December 24, 2021 by Catherine Viel
December 23, 2021
Every living heart…all over this broad land, will yet swell…, when again touched, as surely they will be, by the better angels of our nature. ~ Abraham Lincoln
How could I possibly be happy? It doesn’t look like the Reval has happened. It does look like lockdowns are happening. And as far as I know, Mr. Biden is still more or less occupying the White House.
I don’t think the truth about Covid has miraculously emerged into public consciousness. When I met someone yesterday he offered me a fist bump. The Goleta branch of my bank has closed temporarily because of “an outbreak of Covid among staff.” Yeah, that narrative is still going strong.
So, once again. How could I possibly be happy?
I am left to bemusedly wonder if all the platitudes about happiness being an inside job are, in fact, true.
Because there ain’t nothin’ happening out there to cause a sensation of peace and quiet joy to be bubbling around inside this shell of skin.
Things began quietly shifting, I began shifting, on the solstice two days ago. Then it was a rocky and largely uncomfortable day yesterday.
Today, pleasant, purposeful activity, and looking forward to this day and future days, seems to be on the menu.
Since I haven’t consciously done any magical incantations or diligently meditated, I’m left to conclude that something’s shifted within me that was ready to shift, and I didn’t need to do a darn thing to make it happen.
I’ve no idea of my future state of feelings, but at this moment, I’m experiencing a sense of looseness, an internal kind of relaxation, that I have rarely felt since the Covid fiasco was launched two years ago.
Like a pleasant underground hum, as if Earth herself is catlike purring, an untouchable contentment reigns. I just don’t give a rat’s patoot what “they“ do out there.
Golly, what should I do with this? I’m mildly astonished that I’ve been whipping through the endless to-do list in an effortless manner, enjoying conversations as I make appointments.
When I used to make paper to-do lists, I took grim satisfaction in drawing a heavy line through something I’d accomplished, and placing an emphatic checkmark next to it. I did something similar with electronic versions.
This time I’m doing something different. I simply delete the item. Off it goes into the ethers where things being done or undone matter not a bit.

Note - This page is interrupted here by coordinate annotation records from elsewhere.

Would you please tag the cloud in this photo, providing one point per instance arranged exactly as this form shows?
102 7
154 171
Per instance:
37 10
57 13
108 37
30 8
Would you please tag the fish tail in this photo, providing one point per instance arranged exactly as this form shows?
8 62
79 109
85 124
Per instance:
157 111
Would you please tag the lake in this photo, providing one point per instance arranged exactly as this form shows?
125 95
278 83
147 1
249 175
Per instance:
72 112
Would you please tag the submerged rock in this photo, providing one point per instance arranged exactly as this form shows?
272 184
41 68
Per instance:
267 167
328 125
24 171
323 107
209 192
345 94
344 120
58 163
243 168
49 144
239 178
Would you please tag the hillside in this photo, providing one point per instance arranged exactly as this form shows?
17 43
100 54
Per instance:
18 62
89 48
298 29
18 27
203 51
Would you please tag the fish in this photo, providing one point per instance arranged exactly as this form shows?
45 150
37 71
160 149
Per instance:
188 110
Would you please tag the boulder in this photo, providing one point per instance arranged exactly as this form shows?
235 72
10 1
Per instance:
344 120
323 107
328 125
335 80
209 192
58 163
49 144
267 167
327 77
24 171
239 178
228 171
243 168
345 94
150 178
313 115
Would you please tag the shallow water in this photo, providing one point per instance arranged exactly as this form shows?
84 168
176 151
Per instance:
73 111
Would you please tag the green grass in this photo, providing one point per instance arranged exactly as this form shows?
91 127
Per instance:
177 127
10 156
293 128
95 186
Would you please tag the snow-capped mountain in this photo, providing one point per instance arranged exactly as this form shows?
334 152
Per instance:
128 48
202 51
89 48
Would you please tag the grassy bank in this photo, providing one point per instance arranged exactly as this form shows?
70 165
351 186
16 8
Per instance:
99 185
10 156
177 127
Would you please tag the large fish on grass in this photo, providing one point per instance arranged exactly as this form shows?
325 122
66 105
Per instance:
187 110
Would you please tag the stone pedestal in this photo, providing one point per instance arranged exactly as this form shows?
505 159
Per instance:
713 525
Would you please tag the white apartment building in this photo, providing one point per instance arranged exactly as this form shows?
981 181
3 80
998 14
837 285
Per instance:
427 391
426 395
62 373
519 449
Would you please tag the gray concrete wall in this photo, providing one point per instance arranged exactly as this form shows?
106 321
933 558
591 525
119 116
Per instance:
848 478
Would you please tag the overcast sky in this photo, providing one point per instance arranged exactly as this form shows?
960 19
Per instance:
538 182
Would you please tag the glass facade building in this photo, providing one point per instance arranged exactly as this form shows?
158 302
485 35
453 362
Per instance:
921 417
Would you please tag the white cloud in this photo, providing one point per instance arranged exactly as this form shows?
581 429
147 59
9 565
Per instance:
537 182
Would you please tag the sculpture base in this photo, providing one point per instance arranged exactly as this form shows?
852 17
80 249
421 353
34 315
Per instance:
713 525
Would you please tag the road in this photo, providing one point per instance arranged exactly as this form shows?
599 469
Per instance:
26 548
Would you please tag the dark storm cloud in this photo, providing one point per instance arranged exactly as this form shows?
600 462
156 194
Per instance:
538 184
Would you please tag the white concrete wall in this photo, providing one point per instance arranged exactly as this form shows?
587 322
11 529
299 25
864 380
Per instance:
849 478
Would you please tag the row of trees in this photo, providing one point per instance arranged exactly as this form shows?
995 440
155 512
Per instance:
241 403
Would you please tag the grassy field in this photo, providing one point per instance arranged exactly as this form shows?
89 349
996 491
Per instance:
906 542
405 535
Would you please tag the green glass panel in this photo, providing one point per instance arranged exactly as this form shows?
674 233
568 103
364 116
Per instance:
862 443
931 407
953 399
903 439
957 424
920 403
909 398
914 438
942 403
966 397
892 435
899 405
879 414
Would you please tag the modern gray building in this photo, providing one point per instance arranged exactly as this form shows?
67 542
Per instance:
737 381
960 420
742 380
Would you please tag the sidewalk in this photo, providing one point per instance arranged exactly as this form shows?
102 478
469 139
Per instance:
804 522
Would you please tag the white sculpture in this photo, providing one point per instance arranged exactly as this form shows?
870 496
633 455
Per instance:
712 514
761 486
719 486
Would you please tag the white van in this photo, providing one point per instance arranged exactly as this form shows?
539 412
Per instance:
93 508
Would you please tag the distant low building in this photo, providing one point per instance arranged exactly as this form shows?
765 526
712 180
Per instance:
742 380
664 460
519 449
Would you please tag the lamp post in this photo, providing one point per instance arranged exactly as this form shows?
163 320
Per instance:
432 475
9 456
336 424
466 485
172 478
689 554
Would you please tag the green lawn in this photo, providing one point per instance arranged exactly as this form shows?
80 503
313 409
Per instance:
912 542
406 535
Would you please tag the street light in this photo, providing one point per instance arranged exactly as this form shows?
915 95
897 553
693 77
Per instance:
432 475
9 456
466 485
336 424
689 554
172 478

Curiously, while I don’t have the self-satisfaction of accomplishment that used to placate my ego, I also don’t have a sense of despair at the lengthy list still to do.
It’s not that things don’t matter, precisely. It’s that I don’t seem to have an attachment to whether or not something is done. It’s all very loosey-goosey and intuitive, while simultaneously being practical and active.
A little giggle wants to escape. How fun this can be! I’m suddenly reminded of all the times Dr. Peebles suggested that when I’m doing necessary tasks, remember to be conscious of doing them from the heart. Not because something has to be done.
Perhaps I’m uncovering an answer to, how can I possibly be happy? Apparently it’s the natural state I can be in when I am being and doing in concert with intuition and heart and connectedness with Divine.
I’m beginning to understand all the things that I’ve read which suggest something along those lines.
My bubble of complacency gets a bit of a prick when I contemplate the pouring rain, forecast to last all day, and think of homeless people and unsheltered domestic animals. Particularly Jesse the troubadour.
I can’t quite see him playing his guitar in front of Trader Joe’s, with cold rain splashing nearby, guitar case hopefully ajar as people hurry past, heads down, focused on stowing groceries in the car without getting things wet.
The inclement weather shelters should be open, though. And the library. And surely he has a couple dollars to buy a cup of coffee at Starbucks? He could probably linger for hours at the one downtown on De La Vina and Carrillo, with its comfortable leather lounge chairs and jazz music on the sound system.
Only people who have to be out in the rain today will be out. Workers and homeless people.
As for me and my small, cozy family, we are privileged to sit inside a warm home and watch the rain through the windows. Enjoy one another’s company. Contemplate nothing more arduous than what to have for dinner.
Perhaps I am complacent. But I am also wholeheartedly grateful and appreciative.
And I vow that when Reval money comes my way, I will happily fund the Transition House homeless program and all the local animal shelters. So no one will ever again have to be homeless in the rain in Santa Barbara.